Abstract
Background
The osteocyte-derived sclerostin has been shown to play a key inhibitor role in determining the normal extent of bone formation, and it consequently protects against the deleterious effects of uncontrolled bone growth. Sclerostin has been demonstrated to be upregulated during vascular smooth muscle cell calcification in vitro and has recently been identified in the human aorta at the protein level. Whether the effects of sclerostin on bone turnover and its vascular expression also translate into clinically significant changes in arteriovenous fistula patency is unknown.
Patients and methods
The primary outcome was loss of unassisted arteriovenous fistula patency, defined as arteriovenous fistula thrombosis or need for intervention. In this prospective cohort study, 350 prevalent hemodialysis patients were followed up for 12 months. Serum sclerostin levels were measured and arteriovenous fistula calcification was detected using a 64-detector computerized tomographic scanner.
Results
Patients with calcified arteriovenous fistula had higher serum sclerostin levels than patients without. Overall, 26 % of the patients reached the outcome during the follow-up. The 12-month arteriovenous fistula survival was reduced in patients with calcified arteriovenous fistulas. Patients with serum sclerostin levels above median levels at the start of the observation period had a worse arteriovenous fistula survival.
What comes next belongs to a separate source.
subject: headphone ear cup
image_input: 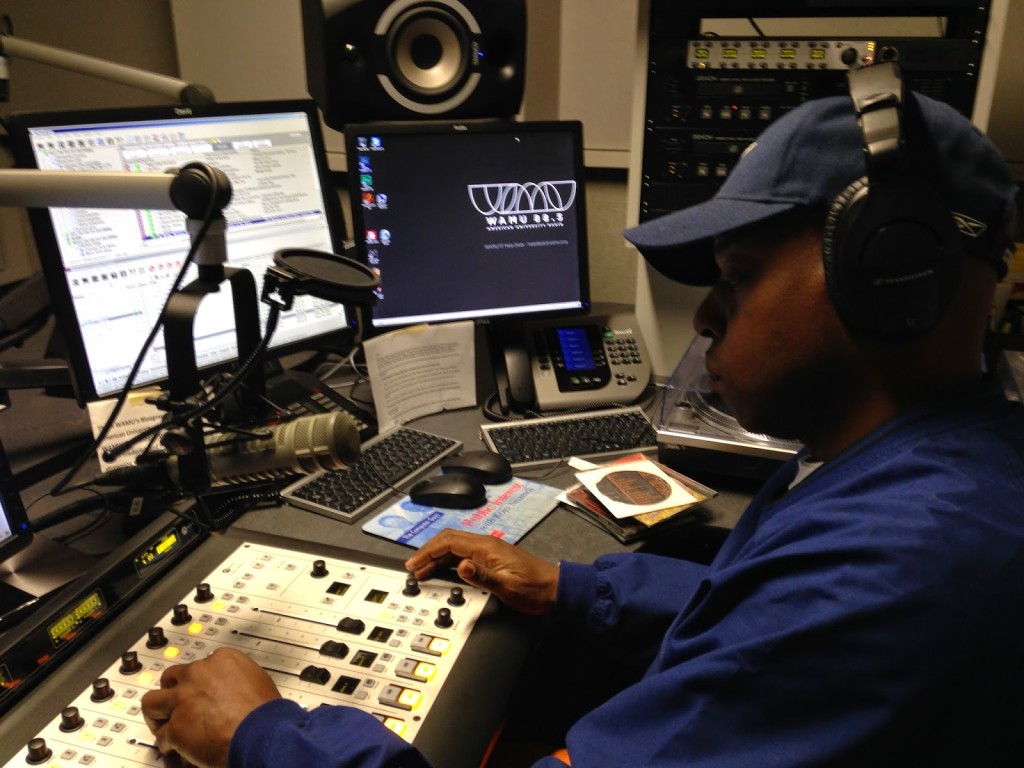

Multivariable-adjusted Cox regression analyses revealed that only presence of arteriovenous fistula calcification and serum C-reactive protein level independently predicted loss of unassisted arteriovenous fistula patency.
Conclusion
Our study suggests that the detection of arteriovenous fistula calcification and serum C-reactive protein levels might be useful for identifying patients at an increased risk for loss of unassisted arteriovenous fistula patency.
Zusammenfassung
Hintergrund
Das in Osteozyten gebildete Sclerostin spielt nachgewiesenermaßen als Inhibitor eine Schlüsselrolle dabei, das normale Ausmaß der Knochenbildung festzulegen, und dient somit als Schutz vor den schädlichen Wirkungen eines unkontrollierten Knochenwachstums. Sclerostin wird, wie gezeigt wurde, während der Kalzifizierung von vaskulären glatten Muskelzellen in vitro hochreguliert und ist auf Proteinebene vor Kurzem in der menschlichen Aorta nachgewiesen worden. Ob die Wirkung von Sclerostin auf den Knochenstoffwechsel und seine Expression in Gefäßen auch von klinischer Bedeutung für Veränderungen bei der Durchgängigkeit eines arteriovenösen Shunts ist, ist nicht bekannt.
Methoden
Der primäre Endpunkt war der Verlust der Durchgängigkeit des arteriovenösen Shunts ohne weitere Maßnahmen, was als Shuntthrombose oder Notwendigkeit der Intervention definiert war. In dieser prospektiven Kohortenstudie wurden 350 Patienten mit bestehender Hämodialysetherapie 12 Monate lang nachbeobachtet. Es wurden die Sclerostinwerte im Serum bestimmt und die Kalzifizierung des arteriovenösen Shunts mit einem 64-Zeilen-Computertomographen ermittelt.
Ergebnisse
Bei Patienten mit Kalzifizierung des arteriovenösen Shunts war der Sclerostinwert im Serum höher als bei Patienten ohne Shuntkalzifizierung. Insgesamt trat der Endpunkt bei 26 % der Patienten während des Nachbeobachtungszeitraums ein. Das 12-Monats-Überleben des arteriovenösen Shunts war bei Patienten mit Shuntkalzifizierung vermindert. Bei Patienten mit Sclerostinwerten im Serum oberhalb des Durchschnittswerts zu Beginn der Beobachtungsphase war das Überleben des arteriovenösen Shunts schlechter. Die unter Berücksichtigung mehrerer Variablen durchgeführte Cox-Regressionsanalyse ergab, dass nur das Vorliegen einer Shuntkalzifizierung und der Wert für C-reaktives Protein (CRP) im Serum den Verlust der Shuntdurchgängigkeit ohne weitere Maßnahmen unabhängig vorhersagten.
Schlussfolgerungen
Der vorliegenden Studie zufolge können die Diagnosestellung einer Kalzifizierung des arteriovenösen Shunts und die Bestimmung des CRP im Serum bei der Erkennung von Patienten mit erhöhtem Risiko für den Verlust der Durchgängigkeit des Shunts ohne weitere Maßnahmen von Nutzen sein.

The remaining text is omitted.